The LLM Revolution: Generative AI Emerges
- In 2017, Google’s paper “Attention is All You Need” introduced the Transformer architecture, significantly advancing natural language processing and laying the groundwork for modern LLMs.
- The transformer’s attention mechanism enhanced the model’s ability to focus on relevant text parts, catalysing the generative AI revolution.
- While models like ChatGPT dominated the scene, China’s DeepSeek introduced more nimble and distilled reasoning capabilities.
India’s LLM Mission: Vision and Requirements
- The mission aims to create a foundational AI model that supports:
- Multiple Indian languages and dialects.
- Applications across villages, cities, corporations, and individuals.
- India’s LLM must combine:
- High computing and learning power akin to Nvidia-enabled ChatGPT.
- Efficient, reasoning-driven models similar to DeepSeek.
The Roadmap to Building India’s LLM: Six Critical Steps
- Developing the Architecture: At the core of the LLM will be a transformer-based architecture, optimised for natural language processing.
- It must support a broad spectrum of use cases—from agricultural and weather forecasting to complex city and national administrative functions. These models will need to handle billions of parameters and provide tailored solutions.
- Data Collection and Curation: India is a data-rich nation.

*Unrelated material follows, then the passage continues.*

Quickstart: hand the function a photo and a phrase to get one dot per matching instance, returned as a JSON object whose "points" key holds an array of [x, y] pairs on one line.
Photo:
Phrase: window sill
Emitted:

From ancient manuscripts and books to websites and data libraries, the raw material is abundant. However, this data must be carefully curated. Tasks like removing duplication (“de-duping”), eliminating noise, and ensuring the relevance of data will be crucial before feeding it into the LLM.
- Fine-Tuning for Vertical and Horizontal Applications: The model should be capable of handling specific language inputs, translations, contextual text transformation, and outcome optimisation for different domains and geographies.
- Vertical domains may include healthcare, education, and agriculture, while horizontal functions could span communication, analytics, and decision support.
- Comprehensive Training: Training an LLM is resource-intensive, requiring immense computing power and energy. The training must be thorough, enabling accurate prediction of words and sentences, timely updates, and integration of new knowledge through token replacement. This will ensure the model stays current and accurate.
- User Community Preparation: The success of any digital system depends on its users. India must build adaptive learning modules that guide users in their preferred language and context. Instructional designers will be key to creating these systems, ensuring that user education evolves in parallel with model development.
- Production Deployment: After rigorous training and testing, the models must be deployed in real-world environments. Early versions must minimise hallucinations or inaccuracies, as user trust is crucial. Only then can the model gain widespread acceptance and use.
Government & Institutional Support
- The Government has committed to providing computational resources.
- Ties with GPU-as-a-service providers ensure no quality compromise in development.
- Collaboration with IIT Madras will support Sarvam with deep academic research.
- Opportunity to build a new generation of AI talent and products through youth participation.
The Realistic Vision
- India isn’t aiming to overtake the US or China in AI immediately.
- Instead, the focus is on building competent, Indian-context LLMs to serve national needs.
- The $300-billion Indian IT industry and groups like:
- NASSCOM (National Association of Software and Service Companies),
- iSPIRT (Indian Software Product Industry Roundtable) must be strategically engaged.
- At the same time, the entrepreneurial spirit of young Indians must be nurtured and unleashed.